Wed, 14 Aug 2002 06:18:19 -0400

On Tue, Aug 13, 2002 at 03:45:29PM -0400, Michael McLay wrote:
> > So what I wonder is this:  Has there been much thought about making
> > these type categories more explicitly part of the type system?
> 
> The category names look like general purpose interface names. The addition of 
> interfaces has been discussed quite a bit. While many people are interested 
> in having interfaces added to Python, there are many design issues that will 
> have to be resolved before it happens. 

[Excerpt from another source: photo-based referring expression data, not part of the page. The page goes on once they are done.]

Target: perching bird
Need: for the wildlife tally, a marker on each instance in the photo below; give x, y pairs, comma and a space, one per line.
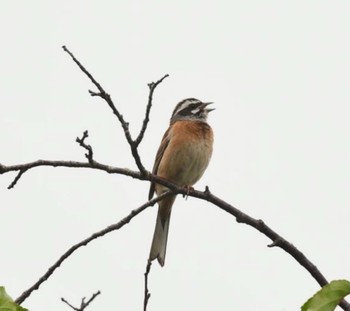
182, 158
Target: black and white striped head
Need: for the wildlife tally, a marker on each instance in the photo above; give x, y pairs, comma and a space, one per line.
191, 109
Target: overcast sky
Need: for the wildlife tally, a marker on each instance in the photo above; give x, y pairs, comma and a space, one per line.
278, 72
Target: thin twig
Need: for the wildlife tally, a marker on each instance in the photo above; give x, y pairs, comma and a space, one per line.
152, 86
83, 304
19, 175
205, 195
147, 294
125, 125
86, 241
82, 143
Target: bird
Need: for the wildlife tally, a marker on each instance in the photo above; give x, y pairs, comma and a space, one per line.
183, 156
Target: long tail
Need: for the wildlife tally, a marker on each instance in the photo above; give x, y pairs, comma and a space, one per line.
160, 236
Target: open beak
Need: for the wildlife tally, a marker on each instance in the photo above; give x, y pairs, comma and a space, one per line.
204, 105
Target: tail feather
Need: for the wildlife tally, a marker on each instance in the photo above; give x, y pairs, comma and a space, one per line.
160, 236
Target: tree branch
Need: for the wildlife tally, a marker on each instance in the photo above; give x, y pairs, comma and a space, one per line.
86, 241
152, 86
125, 125
83, 304
143, 174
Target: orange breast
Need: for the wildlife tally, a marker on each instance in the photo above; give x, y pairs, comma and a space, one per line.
187, 154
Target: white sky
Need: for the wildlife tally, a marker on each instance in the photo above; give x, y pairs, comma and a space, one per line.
278, 72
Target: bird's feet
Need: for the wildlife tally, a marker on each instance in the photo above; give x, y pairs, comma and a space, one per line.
188, 189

Nope. Type categories are fundamentally different from interfaces.  An 
interface must be declared by the type while a category can be an 
observation about an existing type. 

Two types that are defined independently in different libraries may in 
fact fit under the same category because they implement the same protocol.
With named interfaces they may in fact be compatible but they will not 
expose the same explicit interface. Requiring them to import the interface 
from a common source starts to sound more like Java than Python and would
introduce dependencies and interface version issues in a language that is 
wonderfully free from such arbitrary complexities.

Python is a dymanic language. It deserves a dynamic type category system,
not static interfaces that must be declared. It's fine to write a class and
somehow say "I intend this class to be in category X, please warn me if I 
write a method that will make it incompatible". But I don't want declarations 
to be a *requirement* for being considered compatible with a protocol. I 
have noticed that a lots of protocols are defined retroactively by 
observation of the behavior of existing code. There shoudln't be any need 
to go tag someone else's code as conforming to a protocol or put a wrapper
around it just to be able to use it.

A category is defined mathematically by a membership predicate. So what we
need for type categories is a system for writing predicates about types.

Standard Python expressions should not be used for defining a category
membership predicate. A Python expression is not a pure function. This
makes it impossible to cache the results of which type belongs to what
category for efficiency. Another problem is that many different expressions 
may be equivalent but if two independently defined categories use equivalent 
predicates they should *be* the same category.  They should be merged at 
runtime just like interned strings. 

About a year ago I worked on a system for predicates having a canonical 
representation for security applications. . While I was working on it I 
realized that it would be perfect for implementing a type category system
for Python. It would be useful at runtime for error detection and runtime
queries of protocols. It would also be useful at compile time for early
detection of some errors and possibly for optimization. By implementing
an optional strict mode the early error detection could be improved to the
point where it's effectively a static type system.

Just a quick example of the usefulness of canonical predicates: if I
calculate the intersection of two predicates and reduce it to canonical
form it will reduce to the FALSE predicate if no input will satisfy both
predicates. It will be equal to one of the predicate if it is contained
by the other.

I spent countless hours thinking about these issues, probably more than 
most people on this list... I think I have the foundation for a powerful 
yet unobtrusive type category system. Unfortunately it will take me some 
time to put it in writing and I don't have enough free time (who does?)

	Oren